Wednesday's report is unlikely to break the Fed out of its holding pattern. Even dovish — meaning inclined to cut rates — members of the Federal Open Market Committee have said they are unlikely to support a rate cut at next week's meeting. 

During an interview with Bloomberg TV last week, Fed Gov. Christopher Waller, who has said he is inclined to "look through" tariff-driven price growth, said he needs to see where trade policy settles later this year and how the economy responds before supporting a cut. 

"I don't think you're going to see enough happen in the real data in the next couple of months, until you get past July," Waller said. "When you get to the second half of the year, we'll start having better ideas of what's going to happen with the tariff world that the administration is considering, and by then you'll start seeing more in the form of tariff price pass through and also stuff on the real side."

Other Fed officials have been skeptical about just how much the pricing picture has improved in recent months.

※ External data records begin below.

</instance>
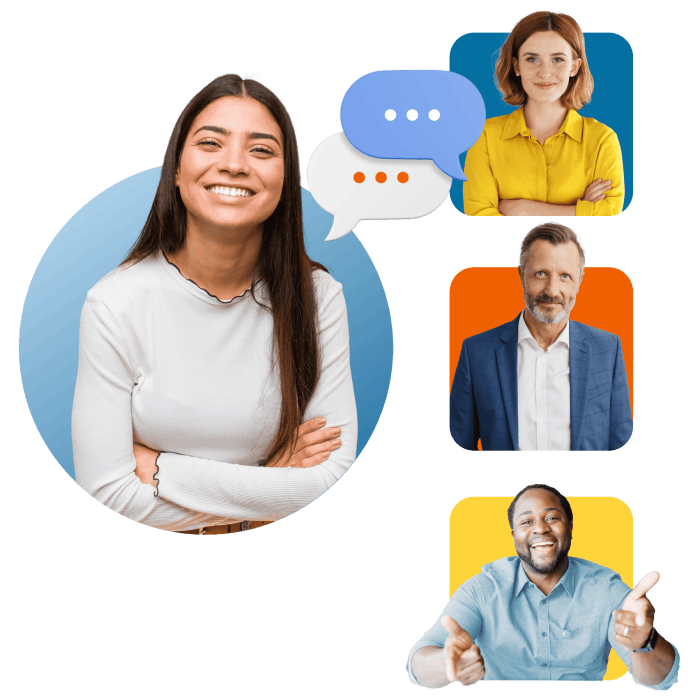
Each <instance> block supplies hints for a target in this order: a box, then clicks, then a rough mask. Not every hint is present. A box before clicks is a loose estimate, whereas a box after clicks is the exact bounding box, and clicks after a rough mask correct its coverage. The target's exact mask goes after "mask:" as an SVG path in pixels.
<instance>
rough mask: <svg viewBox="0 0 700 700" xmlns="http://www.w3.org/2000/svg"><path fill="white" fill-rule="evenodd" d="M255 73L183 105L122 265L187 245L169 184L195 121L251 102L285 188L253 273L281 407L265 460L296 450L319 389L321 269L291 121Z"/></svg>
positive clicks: (220, 79)
mask: <svg viewBox="0 0 700 700" xmlns="http://www.w3.org/2000/svg"><path fill="white" fill-rule="evenodd" d="M261 77H262V76H261V75H257V74H253V75H250V76H249V75H247V74H245V73H224V74H222V75H220V76H218V77H217V78H214V80H212V81H211V82H210V83H208V84H207V85H205V86H204V87H203V88H202V89H201V90H200V91H199V92H197V94H195V95H194V97H192V99H191V100H190V101H189V102H188V103H187V105H185V108H184V109H183V110H182V112H181V114H180V116H179V117H178V119H177V121H176V122H175V126H174V128H173V130H172V133H171V134H170V139H169V140H168V146H167V148H166V149H165V155H164V156H163V168H162V170H161V173H160V182H159V183H158V189H157V190H156V196H155V199H154V200H153V205H152V206H151V211H150V212H149V214H148V219H147V220H146V224H145V226H144V227H143V230H142V231H141V235H140V236H139V238H138V240H137V241H136V243H134V245H133V246H132V248H131V249H130V251H129V252H128V254H127V257H126V258H125V259H124V260H123V261H122V263H121V265H124V264H125V263H129V262H131V261H132V260H135V261H136V262H140V261H141V260H143V259H144V258H146V257H147V256H149V255H151V254H153V253H156V252H157V251H158V250H161V251H163V253H172V254H174V253H177V252H178V251H179V250H180V249H181V248H182V247H183V246H184V245H185V234H186V232H187V210H186V208H185V205H184V203H183V201H182V198H181V197H180V190H179V188H177V187H176V186H175V172H176V170H177V168H178V166H179V164H180V158H181V156H182V149H183V146H184V143H185V140H186V138H187V135H188V133H189V130H190V127H191V126H192V124H193V122H194V120H195V119H196V117H197V115H198V114H199V113H200V112H201V111H202V110H203V109H204V108H205V107H206V106H207V105H208V104H209V103H211V102H213V101H214V100H216V99H219V98H220V97H226V96H228V95H235V96H238V97H241V98H250V99H254V100H257V101H258V102H260V103H261V104H262V105H264V106H265V107H267V109H268V111H269V112H270V114H271V115H272V117H273V118H274V119H275V121H276V122H277V124H279V127H280V129H281V130H282V133H283V135H284V185H283V187H282V195H281V197H280V201H279V204H278V205H277V208H276V209H275V211H274V212H273V213H272V216H270V218H269V219H267V221H265V222H264V224H263V236H262V242H261V244H260V255H259V258H258V266H257V274H258V275H259V277H258V278H257V279H256V280H255V282H254V283H253V287H252V289H251V294H252V296H253V299H254V300H255V302H256V303H257V304H258V305H259V306H261V307H262V308H264V309H266V310H267V311H268V312H270V313H271V314H272V318H273V323H274V332H273V337H274V340H273V344H274V348H273V355H274V356H275V364H277V365H278V367H279V378H280V386H281V390H282V408H281V414H280V420H279V424H278V426H277V433H276V435H275V437H274V442H273V445H272V447H271V448H270V451H269V454H268V456H267V460H266V462H268V463H269V462H271V461H272V460H273V458H275V457H277V456H278V454H280V453H281V451H282V450H283V449H284V448H285V447H288V446H292V449H294V447H295V446H296V430H297V428H298V427H299V425H300V423H301V419H302V416H303V414H304V411H305V410H306V407H307V405H308V403H309V401H310V399H311V396H312V394H313V392H314V389H315V388H316V384H317V383H318V377H319V373H320V361H319V348H318V345H317V340H316V336H317V330H318V309H317V305H316V296H315V293H314V286H313V280H312V277H311V273H312V271H313V270H316V269H320V270H324V271H325V272H328V270H326V268H325V267H324V266H323V265H321V264H320V263H318V262H315V261H313V260H311V259H310V258H309V256H308V255H307V253H306V248H305V246H304V228H303V223H302V216H301V182H302V181H301V163H300V161H299V146H298V144H297V137H296V131H295V129H294V124H293V123H292V118H291V117H290V116H289V112H288V111H287V108H286V107H285V106H284V104H282V101H281V100H280V99H279V97H277V94H276V93H275V92H274V91H273V90H271V89H270V88H269V87H267V86H266V85H264V84H263V82H262V80H261ZM261 281H264V282H265V283H266V284H267V287H268V290H269V292H268V293H269V296H270V301H271V304H272V308H271V309H270V308H269V307H268V306H265V305H264V304H261V303H260V302H259V301H258V300H257V299H256V298H255V288H256V285H257V284H258V283H259V282H261Z"/></svg>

In a speech last week, Gov. Adriana Kugler pointed to recent uptick in goods prices as a potential sign of creeping inflation. She also noted an increase in non-housing services inflation, which she said could be a signal about service costs writ large.

In Wednesday's GDP report, the BEA said that quarter-to-quarter PCE inflation increased 3.6%, up from 2.4% during the fourth quarter of last year. While more prone to swings than annualized data, the quarterly inflation series is viewed by some as an early indication of rising inflationary pressures.

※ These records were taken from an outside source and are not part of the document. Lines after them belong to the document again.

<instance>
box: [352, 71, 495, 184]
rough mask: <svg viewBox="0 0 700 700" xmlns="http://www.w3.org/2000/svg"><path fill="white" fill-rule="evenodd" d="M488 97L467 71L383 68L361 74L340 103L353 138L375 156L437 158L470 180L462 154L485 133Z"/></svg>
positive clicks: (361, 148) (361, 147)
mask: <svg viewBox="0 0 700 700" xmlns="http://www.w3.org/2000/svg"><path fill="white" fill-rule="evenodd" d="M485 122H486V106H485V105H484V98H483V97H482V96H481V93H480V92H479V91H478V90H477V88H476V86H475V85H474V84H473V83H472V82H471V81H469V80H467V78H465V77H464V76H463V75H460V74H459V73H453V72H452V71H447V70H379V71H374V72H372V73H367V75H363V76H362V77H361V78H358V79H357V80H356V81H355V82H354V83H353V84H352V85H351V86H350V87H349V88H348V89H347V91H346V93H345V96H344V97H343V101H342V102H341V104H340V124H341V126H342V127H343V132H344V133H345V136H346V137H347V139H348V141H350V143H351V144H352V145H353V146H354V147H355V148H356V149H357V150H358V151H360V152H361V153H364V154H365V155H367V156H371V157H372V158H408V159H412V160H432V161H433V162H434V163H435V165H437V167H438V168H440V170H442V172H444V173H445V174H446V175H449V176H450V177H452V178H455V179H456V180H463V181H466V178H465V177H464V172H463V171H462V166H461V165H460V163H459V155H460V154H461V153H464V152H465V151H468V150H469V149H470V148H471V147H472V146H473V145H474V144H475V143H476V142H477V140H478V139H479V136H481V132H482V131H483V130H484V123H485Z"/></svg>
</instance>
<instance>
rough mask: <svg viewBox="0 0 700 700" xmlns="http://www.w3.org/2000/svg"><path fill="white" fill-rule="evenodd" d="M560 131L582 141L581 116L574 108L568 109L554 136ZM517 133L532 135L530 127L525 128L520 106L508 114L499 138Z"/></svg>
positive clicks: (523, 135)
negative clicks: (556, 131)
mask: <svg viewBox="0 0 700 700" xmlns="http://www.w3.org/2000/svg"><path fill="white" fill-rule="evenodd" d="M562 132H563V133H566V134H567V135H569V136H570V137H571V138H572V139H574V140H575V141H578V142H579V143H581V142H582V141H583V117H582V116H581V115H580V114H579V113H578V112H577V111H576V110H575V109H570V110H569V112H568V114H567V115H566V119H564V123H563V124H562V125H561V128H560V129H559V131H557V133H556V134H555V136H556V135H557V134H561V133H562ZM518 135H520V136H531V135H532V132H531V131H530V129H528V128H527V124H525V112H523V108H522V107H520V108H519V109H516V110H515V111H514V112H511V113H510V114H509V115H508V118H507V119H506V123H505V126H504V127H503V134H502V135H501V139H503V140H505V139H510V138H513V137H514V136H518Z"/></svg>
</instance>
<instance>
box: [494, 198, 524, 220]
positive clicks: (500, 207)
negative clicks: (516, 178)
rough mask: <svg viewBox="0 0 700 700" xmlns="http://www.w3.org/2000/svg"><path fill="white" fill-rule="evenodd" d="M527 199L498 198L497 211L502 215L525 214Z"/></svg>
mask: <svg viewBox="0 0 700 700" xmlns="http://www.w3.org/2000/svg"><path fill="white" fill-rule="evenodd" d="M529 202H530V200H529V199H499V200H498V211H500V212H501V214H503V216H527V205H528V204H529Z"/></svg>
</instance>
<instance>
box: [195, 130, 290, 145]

These trends are particularly worrisome, Kugler has said, given the rising near- and medium-term expectations for inflation and the looming pricing impact of tariffs as well as other administrative policy changes.

"I am also monitoring any risks to the outlook, especially upside risks on inflation or downside risks to employment. Still, I think our monetary policy is well positioned for changes in the macroeconomic environment," she said. "Thus, I will support maintaining the current policy rate for as long as these upside risks to inflation continue, while economic activity and employment remain stable."